I believe that the only way to avoid the volatility problem is to ignore the absolute values of indicators and quotes. I.e. to make a decision in MTS we should use the correlation of values in one form or another, and this is essentially pattern recognition.
For any system, it is not the price values that are important, but the speed of price change (sometimes just the sign).
Sometimes price acceleration is used (estimating the force acting on the price, as a leading indicator).
ALL indicators used with MTS are in fact designed to estimate the speed.
Different indicators are simply different OPTIONS to estimate velocity.

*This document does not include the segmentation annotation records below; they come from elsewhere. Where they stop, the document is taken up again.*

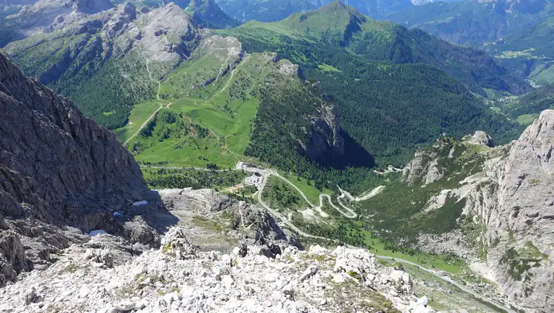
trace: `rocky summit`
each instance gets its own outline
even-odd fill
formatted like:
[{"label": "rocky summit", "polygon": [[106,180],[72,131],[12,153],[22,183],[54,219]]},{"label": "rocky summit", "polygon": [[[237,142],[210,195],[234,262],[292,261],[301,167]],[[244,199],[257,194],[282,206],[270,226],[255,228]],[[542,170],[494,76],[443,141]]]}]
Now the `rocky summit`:
[{"label": "rocky summit", "polygon": [[[465,204],[456,228],[422,234],[416,245],[468,260],[473,269],[498,284],[503,297],[524,310],[554,310],[553,152],[553,110],[544,111],[506,145],[493,147],[490,136],[477,132],[457,143],[440,139],[417,152],[404,170],[410,186],[460,179],[454,159],[463,160],[467,172],[455,188],[429,198],[425,208],[444,209],[452,199]],[[472,163],[477,170],[467,166]]]}]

1. ALL oscillators estimate speed, sometimes acceleration (like MACD).
2. ALL moving averages are NEVER used on their own,
only in comparison with other moving averages (price is a muving with length = 1).
This comparison of the moving averages (actually comparing their difference to zero) is an oscillator.
3. It is not the price that needs to be considered, but the logarithm of the price.
In logarithms everything becomes simpler and more correct.
For small changes in price, there will be no difference between working with price and the logarithm,
With large changes in price, the difference will be significant.
Can I give you a little hint? :)
For any system, it is not the value of the price that matters, but the speed of price change (sometimes just the sign).
Sometimes price acceleration is used (estimating the force acting on the price, as a leading indicator).
ALL indicators used with MTS are in fact designed to estimate the speed.
Different indicators are simply different OPTIONS to estimate velocity.
1. ALL oscillators estimate speed, sometimes acceleration (like MACD).
2. ALL moving averages are NEVER used on their own,
only in comparison with other moving averages (price is a muving with length = 1).
This comparison of the moving averages (actually comparing their difference to zero) is an oscillator.
3. It is not the price that needs to be considered, but the logarithm of the price.
In logarithms everything becomes simpler and more correct.
For small changes in price, there will be no difference between working with price and the logarithm,
at large price changes the difference will be significant.
Or maybe you'd like to take part in writing the code as well? :-), with your programming experience it would go much faster!